PITTSURGH - Fastener revenue faltered at Howmet Aerospace (formerly Arconic), falling 31 percent to $271 million, largely due to COVID-19, inventory corrections by customers and the Boeing 737 MAX production delays.
Formerly known as Arconic, Howmet Aerospace launched in April 2020 when Arconic Inc. split into two standalone businesses – Howmet Aerospace Inc. and Arconic Corporation. Howmet Aerospace serves commercial transportation markets and military and commercial aerospace, providing components for trucks and planes such as wheels, castings, fixtures and specialized fastening systems.
Howmet says it holds the number one global position in aerospace fastening systems, and is the North American leader in commercial transportation fasteners. But its markets soured last quarter as customers corrected inventories of parts. An especial challenge for Howmet is “stranded inventory,” items made obsolete as OEM customers change designs or fail to meet sales targets, though the fastener part of its business has been less affected by that.

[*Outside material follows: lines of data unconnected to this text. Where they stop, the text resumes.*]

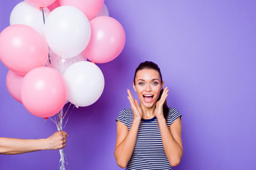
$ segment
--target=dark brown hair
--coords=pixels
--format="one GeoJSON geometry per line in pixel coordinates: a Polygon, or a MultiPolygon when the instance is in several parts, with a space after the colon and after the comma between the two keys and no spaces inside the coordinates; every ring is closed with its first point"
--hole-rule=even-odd
{"type": "MultiPolygon", "coordinates": [[[[161,84],[163,83],[163,79],[162,79],[160,68],[159,67],[159,66],[156,63],[154,63],[153,62],[146,61],[146,62],[142,62],[141,64],[139,64],[139,65],[138,66],[138,67],[135,70],[134,76],[134,84],[135,84],[135,76],[136,76],[137,73],[138,72],[138,71],[142,70],[142,69],[154,69],[156,72],[158,72],[159,74],[160,78],[161,78],[161,84]]],[[[164,89],[162,89],[161,90],[161,91],[160,91],[159,97],[157,99],[157,101],[160,100],[161,94],[163,94],[163,91],[164,91],[164,89]]],[[[164,101],[164,106],[163,106],[163,112],[164,112],[164,118],[166,120],[167,120],[167,116],[168,116],[168,114],[169,114],[169,109],[168,108],[166,100],[164,101]]]]}

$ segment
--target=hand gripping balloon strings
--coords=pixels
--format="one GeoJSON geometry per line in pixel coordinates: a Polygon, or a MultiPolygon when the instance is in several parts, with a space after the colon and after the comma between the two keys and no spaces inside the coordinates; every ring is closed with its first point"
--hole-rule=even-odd
{"type": "MultiPolygon", "coordinates": [[[[54,115],[54,119],[52,119],[51,118],[50,118],[50,119],[54,123],[55,123],[56,126],[57,126],[57,129],[58,131],[62,131],[65,126],[66,125],[68,120],[69,119],[69,116],[68,117],[68,119],[64,125],[64,126],[63,126],[63,123],[65,117],[66,116],[71,106],[71,103],[70,103],[70,105],[68,107],[67,110],[65,112],[65,114],[63,115],[63,109],[61,109],[61,110],[57,113],[56,116],[54,115]]],[[[72,110],[70,111],[72,113],[73,110],[74,109],[75,106],[73,107],[72,110]]],[[[65,170],[65,162],[66,162],[66,164],[68,164],[68,162],[67,162],[67,159],[65,157],[65,154],[64,153],[64,151],[63,149],[60,149],[60,170],[65,170]]]]}

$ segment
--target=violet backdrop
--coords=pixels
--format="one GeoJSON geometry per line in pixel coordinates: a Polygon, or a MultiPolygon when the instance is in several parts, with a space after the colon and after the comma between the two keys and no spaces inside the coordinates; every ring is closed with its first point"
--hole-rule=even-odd
{"type": "MultiPolygon", "coordinates": [[[[21,0],[0,0],[0,31],[21,0]]],[[[105,0],[127,40],[114,60],[97,64],[100,98],[75,108],[64,128],[67,169],[121,169],[114,150],[119,111],[143,61],[160,67],[169,106],[183,115],[183,156],[174,169],[256,169],[256,1],[105,0]]],[[[54,123],[29,113],[6,86],[0,62],[0,136],[48,137],[54,123]]],[[[58,169],[58,151],[0,155],[0,169],[58,169]]]]}

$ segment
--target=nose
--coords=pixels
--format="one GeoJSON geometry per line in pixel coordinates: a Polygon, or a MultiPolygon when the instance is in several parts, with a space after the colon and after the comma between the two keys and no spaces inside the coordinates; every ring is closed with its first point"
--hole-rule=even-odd
{"type": "Polygon", "coordinates": [[[146,86],[146,91],[151,91],[151,87],[150,86],[150,84],[147,84],[146,86]]]}

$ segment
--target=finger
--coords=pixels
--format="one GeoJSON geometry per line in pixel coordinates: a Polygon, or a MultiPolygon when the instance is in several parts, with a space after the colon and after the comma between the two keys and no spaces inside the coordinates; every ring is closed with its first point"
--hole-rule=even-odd
{"type": "Polygon", "coordinates": [[[66,136],[68,135],[68,133],[65,131],[60,131],[61,132],[61,134],[63,135],[63,136],[66,136]]]}
{"type": "Polygon", "coordinates": [[[135,106],[139,108],[139,102],[137,99],[134,99],[135,106]]]}

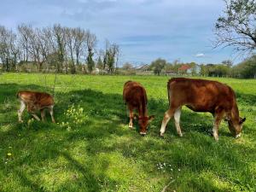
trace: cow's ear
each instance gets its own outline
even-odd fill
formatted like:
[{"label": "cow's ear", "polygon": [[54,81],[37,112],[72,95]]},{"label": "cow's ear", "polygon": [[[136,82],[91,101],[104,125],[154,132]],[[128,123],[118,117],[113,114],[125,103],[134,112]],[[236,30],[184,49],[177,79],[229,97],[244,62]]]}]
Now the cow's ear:
[{"label": "cow's ear", "polygon": [[148,122],[152,121],[154,119],[154,115],[151,115],[148,117]]},{"label": "cow's ear", "polygon": [[241,119],[240,120],[239,124],[242,124],[243,122],[245,122],[246,119],[247,119],[246,118]]}]

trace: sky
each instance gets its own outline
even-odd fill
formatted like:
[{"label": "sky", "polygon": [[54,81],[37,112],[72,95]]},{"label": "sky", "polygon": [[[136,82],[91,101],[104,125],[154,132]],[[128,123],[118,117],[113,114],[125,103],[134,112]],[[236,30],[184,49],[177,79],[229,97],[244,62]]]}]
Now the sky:
[{"label": "sky", "polygon": [[0,25],[80,26],[120,46],[120,63],[136,66],[157,58],[172,62],[220,63],[241,57],[213,49],[214,25],[223,0],[1,0]]}]

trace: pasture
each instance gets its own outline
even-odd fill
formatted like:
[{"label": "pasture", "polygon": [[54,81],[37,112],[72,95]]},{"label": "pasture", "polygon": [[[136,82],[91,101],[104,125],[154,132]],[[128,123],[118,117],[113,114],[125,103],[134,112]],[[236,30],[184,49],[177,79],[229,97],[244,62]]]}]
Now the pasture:
[{"label": "pasture", "polygon": [[[222,122],[219,141],[212,117],[183,108],[183,137],[173,119],[158,134],[168,108],[170,77],[57,75],[52,124],[26,112],[18,123],[19,90],[51,93],[53,74],[0,75],[0,191],[255,191],[256,80],[211,79],[230,85],[241,117],[241,137]],[[123,84],[146,88],[148,135],[128,128]]]}]

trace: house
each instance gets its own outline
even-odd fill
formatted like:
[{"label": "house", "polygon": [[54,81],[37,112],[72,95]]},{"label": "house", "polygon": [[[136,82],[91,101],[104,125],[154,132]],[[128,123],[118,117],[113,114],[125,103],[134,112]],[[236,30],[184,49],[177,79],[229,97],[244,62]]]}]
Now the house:
[{"label": "house", "polygon": [[139,67],[135,67],[132,69],[136,71],[136,74],[141,75],[151,75],[153,74],[153,71],[150,70],[150,66],[148,64],[141,65]]},{"label": "house", "polygon": [[139,71],[139,72],[148,72],[148,71],[149,71],[149,65],[148,64],[141,65],[141,66],[133,67],[133,69],[135,69],[136,71]]},{"label": "house", "polygon": [[167,75],[167,76],[175,76],[177,74],[177,73],[176,71],[173,70],[167,70],[164,73],[164,74]]}]

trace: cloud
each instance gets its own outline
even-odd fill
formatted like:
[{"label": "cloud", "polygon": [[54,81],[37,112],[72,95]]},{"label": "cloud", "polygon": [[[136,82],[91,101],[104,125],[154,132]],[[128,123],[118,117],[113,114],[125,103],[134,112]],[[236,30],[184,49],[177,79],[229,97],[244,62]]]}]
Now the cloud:
[{"label": "cloud", "polygon": [[198,53],[195,55],[195,57],[205,57],[205,56],[206,56],[206,55],[203,53]]}]

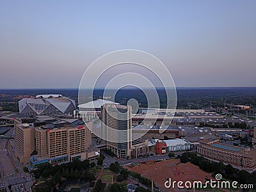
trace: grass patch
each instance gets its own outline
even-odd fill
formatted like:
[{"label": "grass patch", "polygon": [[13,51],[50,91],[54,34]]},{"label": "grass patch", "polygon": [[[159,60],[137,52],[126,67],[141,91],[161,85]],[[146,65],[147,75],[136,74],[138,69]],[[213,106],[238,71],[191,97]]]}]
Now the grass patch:
[{"label": "grass patch", "polygon": [[101,176],[101,180],[102,181],[108,181],[108,182],[111,182],[112,181],[112,177],[113,177],[113,180],[115,180],[115,175],[111,175],[111,174],[103,174],[102,176]]},{"label": "grass patch", "polygon": [[104,169],[103,171],[103,173],[112,173],[112,174],[115,174],[115,173],[113,172],[112,172],[111,170],[109,169]]},{"label": "grass patch", "polygon": [[44,180],[40,180],[36,181],[36,183],[35,183],[35,184],[36,184],[36,185],[40,185],[40,184],[43,184],[43,183],[44,183],[44,182],[45,182]]}]

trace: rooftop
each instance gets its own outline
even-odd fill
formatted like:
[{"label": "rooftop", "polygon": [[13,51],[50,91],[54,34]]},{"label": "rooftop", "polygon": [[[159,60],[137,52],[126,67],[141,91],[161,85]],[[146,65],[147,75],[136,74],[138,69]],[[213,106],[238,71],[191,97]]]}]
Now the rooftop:
[{"label": "rooftop", "polygon": [[111,100],[97,99],[78,106],[79,108],[100,108],[105,104],[119,104]]}]

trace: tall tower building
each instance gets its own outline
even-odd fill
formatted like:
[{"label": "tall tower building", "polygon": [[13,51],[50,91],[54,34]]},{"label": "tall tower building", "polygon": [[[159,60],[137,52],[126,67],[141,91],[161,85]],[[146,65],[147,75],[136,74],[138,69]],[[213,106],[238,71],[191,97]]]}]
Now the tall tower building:
[{"label": "tall tower building", "polygon": [[131,156],[132,107],[106,104],[102,107],[101,137],[118,158]]},{"label": "tall tower building", "polygon": [[15,154],[21,163],[29,162],[29,157],[35,150],[35,127],[32,119],[15,119]]}]

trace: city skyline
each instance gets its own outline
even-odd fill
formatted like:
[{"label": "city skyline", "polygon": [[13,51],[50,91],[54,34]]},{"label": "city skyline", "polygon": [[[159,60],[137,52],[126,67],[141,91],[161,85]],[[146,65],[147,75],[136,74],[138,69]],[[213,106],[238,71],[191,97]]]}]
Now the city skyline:
[{"label": "city skyline", "polygon": [[177,87],[255,86],[255,8],[254,1],[2,1],[0,88],[77,88],[94,60],[125,49],[158,58]]}]

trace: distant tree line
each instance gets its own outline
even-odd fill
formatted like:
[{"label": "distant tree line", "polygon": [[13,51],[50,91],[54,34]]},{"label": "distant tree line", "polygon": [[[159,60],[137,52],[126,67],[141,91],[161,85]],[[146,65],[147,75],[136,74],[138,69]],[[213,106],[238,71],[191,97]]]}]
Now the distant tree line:
[{"label": "distant tree line", "polygon": [[[237,180],[239,184],[256,184],[256,173],[250,174],[244,170],[234,168],[231,164],[225,165],[221,161],[217,163],[210,161],[202,156],[198,156],[195,152],[185,152],[180,157],[180,163],[190,162],[208,173],[214,175],[221,173],[223,177],[233,180]],[[256,187],[256,186],[255,186]]]}]

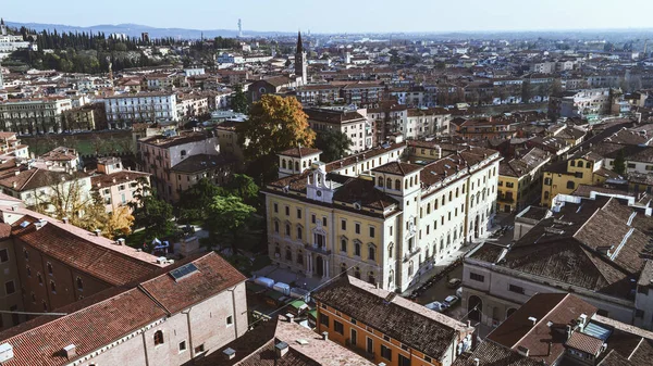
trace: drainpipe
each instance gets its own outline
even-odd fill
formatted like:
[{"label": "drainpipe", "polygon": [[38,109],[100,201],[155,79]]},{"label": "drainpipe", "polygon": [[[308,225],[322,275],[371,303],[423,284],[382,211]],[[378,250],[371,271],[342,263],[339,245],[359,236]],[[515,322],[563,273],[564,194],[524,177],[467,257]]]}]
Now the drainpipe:
[{"label": "drainpipe", "polygon": [[233,289],[226,289],[232,293],[232,313],[234,314],[234,339],[238,338],[238,317],[236,316],[236,289],[238,287],[234,287]]},{"label": "drainpipe", "polygon": [[190,328],[190,311],[193,307],[189,307],[187,311],[183,311],[182,314],[186,315],[186,325],[188,326],[188,351],[190,353],[190,358],[195,357],[194,352],[195,348],[193,346],[193,329]]}]

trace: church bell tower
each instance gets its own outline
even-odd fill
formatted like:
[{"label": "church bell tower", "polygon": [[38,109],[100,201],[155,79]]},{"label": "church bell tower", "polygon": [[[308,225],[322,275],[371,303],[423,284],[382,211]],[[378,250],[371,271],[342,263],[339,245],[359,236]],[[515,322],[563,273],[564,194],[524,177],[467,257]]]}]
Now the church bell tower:
[{"label": "church bell tower", "polygon": [[306,51],[301,42],[301,33],[297,34],[297,52],[295,53],[295,75],[301,77],[301,84],[308,83],[308,65],[306,61]]}]

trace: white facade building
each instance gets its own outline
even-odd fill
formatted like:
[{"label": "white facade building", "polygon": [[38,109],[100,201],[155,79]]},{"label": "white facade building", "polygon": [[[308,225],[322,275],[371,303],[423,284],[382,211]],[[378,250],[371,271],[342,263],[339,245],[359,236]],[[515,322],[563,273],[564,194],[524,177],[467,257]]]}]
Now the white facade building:
[{"label": "white facade building", "polygon": [[104,99],[109,128],[125,128],[134,122],[178,121],[176,96],[171,92],[118,94]]}]

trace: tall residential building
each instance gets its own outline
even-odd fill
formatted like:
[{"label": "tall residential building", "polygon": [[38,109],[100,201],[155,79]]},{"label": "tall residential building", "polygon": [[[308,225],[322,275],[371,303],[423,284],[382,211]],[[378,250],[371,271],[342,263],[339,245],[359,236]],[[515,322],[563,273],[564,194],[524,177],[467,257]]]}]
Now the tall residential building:
[{"label": "tall residential building", "polygon": [[233,160],[220,154],[218,136],[206,131],[163,131],[137,142],[141,171],[151,174],[159,197],[176,202],[182,191],[201,178],[220,185],[231,175]]},{"label": "tall residential building", "polygon": [[295,75],[301,78],[301,84],[308,84],[308,61],[304,43],[301,42],[301,33],[297,33],[297,51],[295,52]]},{"label": "tall residential building", "polygon": [[116,94],[104,99],[109,128],[126,128],[134,122],[174,122],[178,119],[173,92]]},{"label": "tall residential building", "polygon": [[16,134],[60,134],[62,113],[73,108],[70,99],[38,98],[0,103],[0,129]]},{"label": "tall residential building", "polygon": [[315,149],[280,153],[281,178],[263,189],[271,260],[309,277],[348,272],[403,291],[464,242],[485,236],[498,152],[411,143],[329,164]]},{"label": "tall residential building", "polygon": [[306,109],[308,124],[316,132],[331,129],[345,134],[352,146],[348,153],[358,153],[372,147],[374,131],[366,110]]},{"label": "tall residential building", "polygon": [[[144,181],[143,181],[144,180]],[[136,200],[138,189],[149,186],[149,174],[125,169],[120,157],[98,159],[96,174],[90,177],[91,191],[97,191],[104,202],[107,213]]]}]

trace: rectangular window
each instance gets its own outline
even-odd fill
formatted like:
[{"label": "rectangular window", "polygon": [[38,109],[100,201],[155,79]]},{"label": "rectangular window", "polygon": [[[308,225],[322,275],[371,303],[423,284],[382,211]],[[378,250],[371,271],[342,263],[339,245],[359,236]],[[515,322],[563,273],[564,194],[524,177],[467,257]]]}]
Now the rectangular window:
[{"label": "rectangular window", "polygon": [[392,361],[392,350],[386,348],[384,344],[381,344],[381,357]]},{"label": "rectangular window", "polygon": [[16,292],[16,286],[13,280],[4,283],[4,292],[7,292],[7,294]]},{"label": "rectangular window", "polygon": [[340,323],[337,320],[333,320],[333,330],[335,330],[335,332],[338,335],[345,333],[345,327],[343,326],[342,323]]},{"label": "rectangular window", "polygon": [[509,285],[508,291],[523,294],[523,288],[520,286]]},{"label": "rectangular window", "polygon": [[399,366],[410,366],[410,358],[399,355]]}]

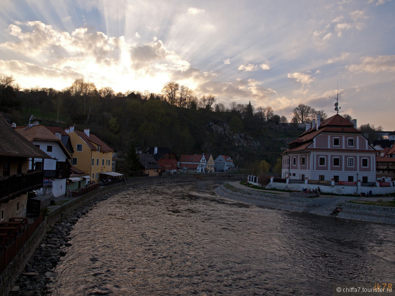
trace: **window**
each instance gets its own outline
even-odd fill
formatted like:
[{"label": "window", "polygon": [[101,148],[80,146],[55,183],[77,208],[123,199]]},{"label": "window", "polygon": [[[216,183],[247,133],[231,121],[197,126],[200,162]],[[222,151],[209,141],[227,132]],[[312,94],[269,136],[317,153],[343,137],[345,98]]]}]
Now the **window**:
[{"label": "window", "polygon": [[367,158],[362,158],[362,167],[367,167]]},{"label": "window", "polygon": [[320,158],[319,158],[318,163],[319,165],[325,165],[325,157],[320,157]]}]

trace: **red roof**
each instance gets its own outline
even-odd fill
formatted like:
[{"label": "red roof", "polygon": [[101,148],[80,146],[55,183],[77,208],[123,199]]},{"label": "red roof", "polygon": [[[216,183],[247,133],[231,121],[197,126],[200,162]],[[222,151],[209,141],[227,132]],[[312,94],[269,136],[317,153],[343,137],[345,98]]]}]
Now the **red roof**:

“We experienced [a] deeper revenue decline in fasteners as the third quarter revenue was down 31% driven by commercial aerospace and commercial transportation, both being down over 35%,” said Tolga Oal – Co-Chief Executive Officer of Howmet.
However, a weaker product mix, with less commercial aerospace and the expected delay in European cost reductions unfavorably impacted results. In the near term, we are furloughing employees to offset the delay in European cost reductions. European operations have been lagging in cutting costs, and so “In the near term, we are furloughing employees to offset the delay in European cost reductions,” Tolga said.